Herbfacts
A pile of salt with the word 'salt' written in

Q & A: What is the best way to avoid too much salt in your diet?

“I see that Salt Awareness Week starts on 9th March, which has made me think about my health. Unfortunately, both my parents died young of heart problems. Now that I am 30 I am very aware of risk factors as well as a possible pre-disposition to cardiovascular disease.  I think my diet is not too bad but would welcome any advice you can give me”

Clinical nutritionist, Suzie Sawyer, answers.

You are very sensible to be taking your health seriously at this stage in your life.  While cardiovascular disease can run in families, the good news is there’s plenty you can do to prevent it, including reducing your salt intake.

Why do we need salt?

Salt does get a bad press because too much in the diet can lead to high blood pressure, but only in people who are salt sensitive.  Sodium (salt) is a major component of all body fluids and, together with potassium, is key to maintaining equilibrium of electrolytes in the blood.  As with everything in the body, it likes to be in balance. Having too much salt in the diet will put more pressure on the kidneys, causing dehydration and making you feel tired and sluggish.

Healthy foods can contain sodium

Many foods which are very healthy and provide wonderful health benefits naturally contain sodium.  For example, the super food beetroot contains sodium, though beetroot juice has been found to reduce blood pressure.  Celery is also great for balancing blood pressure partly because it’s a diuretic, as are spinach and chard.

Foods to avoid

Issues arise when we eat too many processed meats such as salamis, ham, bacon, sausages and pre-packed meals.  Sodium nitrates are used to preserve these meats, which can cause allergies as well as raise blood pressure in susceptible people.  Pre-packed foods are high in salt, as are cereals, in order to make these products taste better.  Indeed, the main ingredient in monosodium glutamate, a popular additive in many commercial prepared foods, is salt.

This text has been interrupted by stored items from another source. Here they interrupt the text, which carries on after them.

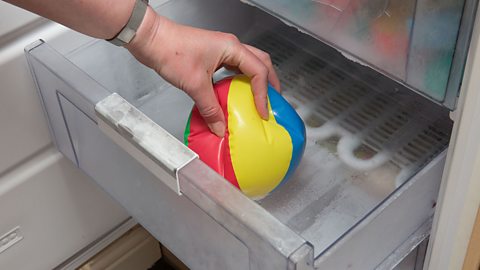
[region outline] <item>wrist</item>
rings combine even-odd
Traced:
[[[133,55],[138,55],[153,43],[157,36],[157,32],[162,27],[164,18],[159,16],[150,6],[147,8],[142,23],[137,29],[135,37],[130,43],[125,45]]]

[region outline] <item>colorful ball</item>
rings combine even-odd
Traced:
[[[246,76],[223,79],[214,89],[226,119],[225,137],[211,133],[194,107],[185,129],[185,144],[244,194],[263,198],[284,184],[300,163],[305,150],[305,125],[271,86],[270,115],[263,120]]]

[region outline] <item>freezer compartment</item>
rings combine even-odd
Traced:
[[[453,109],[476,0],[247,0]]]
[[[249,200],[188,154],[191,100],[126,50],[96,41],[59,55],[39,42],[27,57],[57,147],[189,266],[383,269],[428,236],[448,111],[237,1],[157,10],[271,53],[308,141],[293,179],[267,198]],[[156,151],[165,142],[179,152]],[[180,152],[188,158],[171,166]]]
[[[446,148],[448,112],[331,52],[272,32],[253,44],[272,53],[307,128],[294,179],[259,203],[320,254]]]

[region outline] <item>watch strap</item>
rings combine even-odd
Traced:
[[[135,0],[135,5],[133,6],[132,14],[128,19],[127,24],[115,37],[107,39],[107,41],[117,46],[128,44],[135,37],[137,29],[145,17],[147,7],[148,0]]]

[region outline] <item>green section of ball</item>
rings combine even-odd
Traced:
[[[192,120],[192,113],[188,116],[187,126],[185,127],[185,131],[183,132],[183,143],[188,146],[188,136],[190,136],[190,121]]]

General tips on how to manage salt intake

Public Health England advises eating no more that 6 grams of sodium daily.  I would also advise you aim for 5 to 10 portions of fruits and vegetables daily which are high in antioxidants and help support the heart. Reduce your intake of processed meats, cakes, biscuits and pre-cooked foods.  And finally try to eat foods as near to their natural state as possible and avoid adding extra salt to dishes.